No stores in Sydney area yet but I'm sure that will change sometime this year.
1stchoice.com.au

Brett


----------



## mhan7073 (3/5/06)

mycle said:


> Ok, so anybody know anywhere in Wollongong or Sydney where I can get kiwi beers? You used to be able to get Monteiths at Woolies but I haven't seen it there in a while.
> 
> ta
> mycle.
> [post="123980"][/post]​



Amatos definately have a few. www.amatos.com.au

Monteith, Steinlager and Tui and I think thats all.

Though I would think Dan Murphys would be worth a shot. They might be able to order it in for you if they don't have it.


----------



## Snow (6/5/06)

I tried the Mac's Copperhop last night and was very impressed. This is one well-crafted IPA. I bought a 6 pack for $13 from Vintage Cellars and will be going back for a carton next time.

Cheers - Snow


----------



## BruceL (6/5/06)

Just bought some Mac's CopperHop at Liquorland, it was only $40 a carton ($1 more than they sell VB). Might be the same price but there's no comparison in taste.

Bruce


----------



## BruceL (6/5/06)

Must have tasted a few to many before writing the last post.

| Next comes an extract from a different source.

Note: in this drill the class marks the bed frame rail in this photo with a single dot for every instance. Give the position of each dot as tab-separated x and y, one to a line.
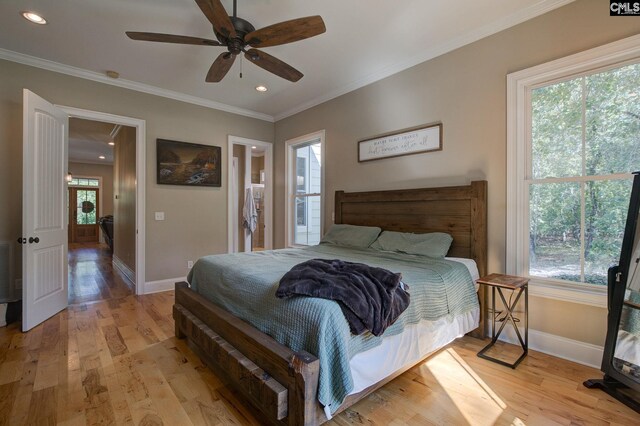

It was Vintage Cellars where I got the Mac's.

Bruce


----------



## mhan7073 (6/6/06)

Hey,

Does anyone know where I could get Speight's Old Dark in Sydney? Dan Murphy's (certainly where I go to) doesn't stock it, and neither does Amatos. Maybe croydon cellars? I can't find their website. Do theyeven have one?

Thanks,

Mic


----------



## scotsdalebrewery (27/7/06)

I saw macs at a bottlo about a year ago, and at $4.50 a stubby I was put off. Walked into the new 1st Choice liquor in Ringwood and there it was at $2.99 - Sold! Had the Reserve and Copperhop. The Copperhop reminded me of JS IPA and the Lager was like Mildura Brewery Desert Lager - the added bonus is..... NEW SHOP = FRESH BEER!!!


----------



## mbd1979 (27/7/06)

i picked up some monteith's original ale at woolies in parramatta a week or so ago...


----------



## Kerrs Rd Brewery (27/7/06)

Though not in Ross' pics, I picked up some Monteiths Summer Ale @ the Acland St Bottlo whilst on a Melbourne trip a few months back... From memory it was a very Ginger Beer type of bev-e-raj. But, have to agree with the majority on the Monteiths Black, fantastic.


----------



## Jez (28/7/06)

Dropped into the 1st Choice Liqour at Ashfield for the first time a few days ago. It has replaced the Theo's on the corner of Parramatta road & the City West Link across from the clocktower & Bunnings.

They had a fantastic selection of beers I hadn't seen in Bottlo's before. I'm usually a Dan Murphy's regular and have been to Amato's a few times but will be spending a fair bit of time here in future.

Can't remember all the names but was happy enough to see James Squire Golden Ale with a best before date that hadn't expired (they were March 2007 I think). May also be picking up a Greene King Suffolk Extra Strong there on the weekend but at $10.50 for a 500ml :blink: I think one will be my limit. They had 4 different Mac's beers too as well as some unusual looking Belgians.

If you're in the area check it out. 

Jez


----------



## Stuster (28/7/06)

Jez said:


> Dropped into the 1st Choice Liqour at Ashfield for the first time a few days ago.
> If you're in the area check it out.



You had to tell me, Jez.  I am really close to there. It'll be so tempting to just pop in for some 'research'. :lol: :chug:


----------



## barneyhanway (28/7/06)

theres a (short) list of aussie stockists on the new and improved emersons website -
http://www.emersons.co.nz
Richard Emerson is a brewer of the highest quality. May I politely suggest that you go get some now.

You'll find any of the Emersons range far more rewarding than anything the big boys have to offer (Macs, Montieths, Speights)


----------



## Bobby (28/7/06)

emersons ipa is brilliant. would love to try the other beers in teh range.


----------



## PostModern (28/7/06)

mycle said:


> Ok, so anybody know anywhere in Wollongong or Sydney where I can get kiwi beers? You used to be able to get Monteiths at Woolies but I haven't seen it there in a while.
> 
> ta
> mycle.



Woollies at Corrimal used to have Monteiths. But they didn't the last time I looked there (occassionally pop my head in to look at the cleanskins). Next time I'm there, I'll see if they have them back in. Seems the 'Gong (with a few nice exceptions) is a VB kinda town.


----------